A ja tylko nie wiem czy Glapiński tak gadał bo na wskutek długotrwałego tresowania jego mózg uwierzył w to co mówi czy tak pierdzieli bo ładnie to wygląda na wykładzie wśród młodzieży. Kto wie, może Glapiński faktycznie uwierzył że chory system bankowy, który jest w naszym „cywilizowanym” świecie zachodu, głównym narzędziem kontroli społeczeństwa i podstawą władzy, można ustawić tak by pomagał rządowi patriotycznemu. Może i Glapiński próbował działać racjonalnie ale naprawdę nie ma to znaczenia. Tym systemem, miejscem gdzie rodzi się kasa, kręcą siły, którym nie podskoczy żaden Glapiński. Ani Morawiecki. Ani kolejny słup Czarnecki. Jeśli ktoś wierzy w takie bajki to zostaje sprowadzony na ziemię. A Glapiński gdyby nie był zwykłym pożytecznym idiotą powinien teraz natychmiast złożyć dymisję wyjaśniając że on obecnego układu nie zamierza firmować.
Ale nie zrobi tego gdyż w tym siedzi. Jest jak oni wszyscy i tylko identycznie zresztą jak Morawiecki wali tą swoją gadkę dla tłumu, który nie ma pojęcia o niczym. A który faktycznie jak pan mówi jest jedynie żerowiskiem dla różnych pasożytów. Dokładnie tym i niczym więcej!
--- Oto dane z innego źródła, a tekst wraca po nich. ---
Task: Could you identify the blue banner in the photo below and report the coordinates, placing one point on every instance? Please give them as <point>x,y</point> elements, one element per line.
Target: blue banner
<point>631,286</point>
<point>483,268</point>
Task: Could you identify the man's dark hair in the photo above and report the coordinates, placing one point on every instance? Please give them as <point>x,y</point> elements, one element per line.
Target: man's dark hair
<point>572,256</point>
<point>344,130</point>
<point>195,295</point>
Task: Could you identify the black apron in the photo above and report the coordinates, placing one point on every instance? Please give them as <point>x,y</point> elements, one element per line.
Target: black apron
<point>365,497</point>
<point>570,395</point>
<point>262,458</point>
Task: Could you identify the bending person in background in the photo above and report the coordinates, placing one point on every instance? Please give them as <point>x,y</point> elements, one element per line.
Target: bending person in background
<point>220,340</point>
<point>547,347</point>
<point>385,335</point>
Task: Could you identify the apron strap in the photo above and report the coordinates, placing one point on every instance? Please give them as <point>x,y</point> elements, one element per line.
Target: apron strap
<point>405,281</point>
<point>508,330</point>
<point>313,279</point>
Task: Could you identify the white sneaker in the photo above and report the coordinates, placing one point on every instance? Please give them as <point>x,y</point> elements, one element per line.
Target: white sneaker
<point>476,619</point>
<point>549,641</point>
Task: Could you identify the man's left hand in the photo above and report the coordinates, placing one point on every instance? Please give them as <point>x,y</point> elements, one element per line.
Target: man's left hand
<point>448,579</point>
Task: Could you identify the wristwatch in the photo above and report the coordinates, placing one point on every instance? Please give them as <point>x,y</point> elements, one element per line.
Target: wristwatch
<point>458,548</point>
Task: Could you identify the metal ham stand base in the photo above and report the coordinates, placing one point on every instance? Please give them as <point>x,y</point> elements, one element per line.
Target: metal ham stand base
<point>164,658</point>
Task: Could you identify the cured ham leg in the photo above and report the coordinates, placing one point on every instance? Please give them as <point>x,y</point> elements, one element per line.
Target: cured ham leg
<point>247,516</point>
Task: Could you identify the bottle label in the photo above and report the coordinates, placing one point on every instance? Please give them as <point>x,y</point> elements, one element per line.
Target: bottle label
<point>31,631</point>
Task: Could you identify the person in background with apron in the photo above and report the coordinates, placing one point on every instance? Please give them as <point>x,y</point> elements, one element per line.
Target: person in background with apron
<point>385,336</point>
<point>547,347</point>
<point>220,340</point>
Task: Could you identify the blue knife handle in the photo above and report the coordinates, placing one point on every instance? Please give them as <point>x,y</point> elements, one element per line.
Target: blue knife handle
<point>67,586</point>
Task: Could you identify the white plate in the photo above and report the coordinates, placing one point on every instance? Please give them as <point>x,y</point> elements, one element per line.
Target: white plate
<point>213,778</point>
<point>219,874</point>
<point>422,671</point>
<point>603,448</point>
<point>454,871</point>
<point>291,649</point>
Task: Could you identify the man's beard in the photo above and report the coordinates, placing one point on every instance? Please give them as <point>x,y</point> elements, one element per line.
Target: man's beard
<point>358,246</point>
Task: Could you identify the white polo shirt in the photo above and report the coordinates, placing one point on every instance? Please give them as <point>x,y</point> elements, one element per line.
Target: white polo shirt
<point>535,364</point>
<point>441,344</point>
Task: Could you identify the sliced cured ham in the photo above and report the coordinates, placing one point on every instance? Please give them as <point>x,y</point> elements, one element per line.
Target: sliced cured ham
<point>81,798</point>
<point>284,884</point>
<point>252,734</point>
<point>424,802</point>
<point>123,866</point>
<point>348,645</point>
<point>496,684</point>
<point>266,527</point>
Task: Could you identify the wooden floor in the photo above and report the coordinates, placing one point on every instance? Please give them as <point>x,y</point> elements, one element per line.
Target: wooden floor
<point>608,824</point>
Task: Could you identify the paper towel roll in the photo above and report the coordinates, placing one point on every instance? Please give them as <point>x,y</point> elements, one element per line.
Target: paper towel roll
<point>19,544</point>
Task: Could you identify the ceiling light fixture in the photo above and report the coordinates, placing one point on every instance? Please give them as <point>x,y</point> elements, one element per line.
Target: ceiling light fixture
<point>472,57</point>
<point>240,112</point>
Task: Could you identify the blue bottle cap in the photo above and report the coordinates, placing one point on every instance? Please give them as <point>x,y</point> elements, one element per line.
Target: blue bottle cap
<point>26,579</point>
Tłumu, który godzi się z tym że zdecydowaną większość jego roboty zagarniają korporacje, banki i rząd. Święta trójca nowej religii zwanej demokracją. Dlatego kiedy kapłani tej religii powiedzą tłumowi że mu dają jakieś pieniądze to lud faktycznie w to wierzy. Może i ta wiara chwiała się trochę wcześniej, ale te parę srebrników właśnie sprawia że sprzedają swój rozum, swoje doświadczenie, swoją pamięć, swoje IDEE by oddać się we władzę tych, którzy mu te srebrniki podarowali.
Żałosne. Żałosne i coraz bardziej nędzne jak widać na każdym kroku. Wynik tych działań może być tylko jeden. Tak samo nędzny i żałosny.
Tym razem powiedział w 6:30 sek. rozmowy:
"...zastanówmy się czy to jest normalne (łapanie się za głowę), żeby prywatni właściciele, prywatni ludzie mieli takie olbrzymie pieniądze, które wpływają nie na ich konsumpcję...ale na układy społeczne. To jest chore."
To już wiemy, że wstręt do pieniędzy występuje rodzinnie. To nie znaczy, że ma podłoże genetyczne, tego nie da się wykluczyć, ale najprawdopodobniej ma podłoże środowiskowe.
A skoro prywatni ludzie maja mieć tylko tyle ile im potrzeba na wykreowaną konsumpcję, to już wiemy, że chodzi o nowej generacji kibuc czy kołchoz.
Jak przykład na postrach podany jet Czarnecki, że ma za dużo pieniędzy, ale widać fałsz tego przykładu po tym, że idzie do prokuratury ubrany dość "schludnie". Albo liczył się z aresztowaniem i nie chciał aby mu się porządne palto w przechowalni aresztu wymięło, albo tylko na takie go stać - taka bida w banku, że na konsumpcję go nie stać, bo wszystko zainwestowane by ingerować w układy społeczne.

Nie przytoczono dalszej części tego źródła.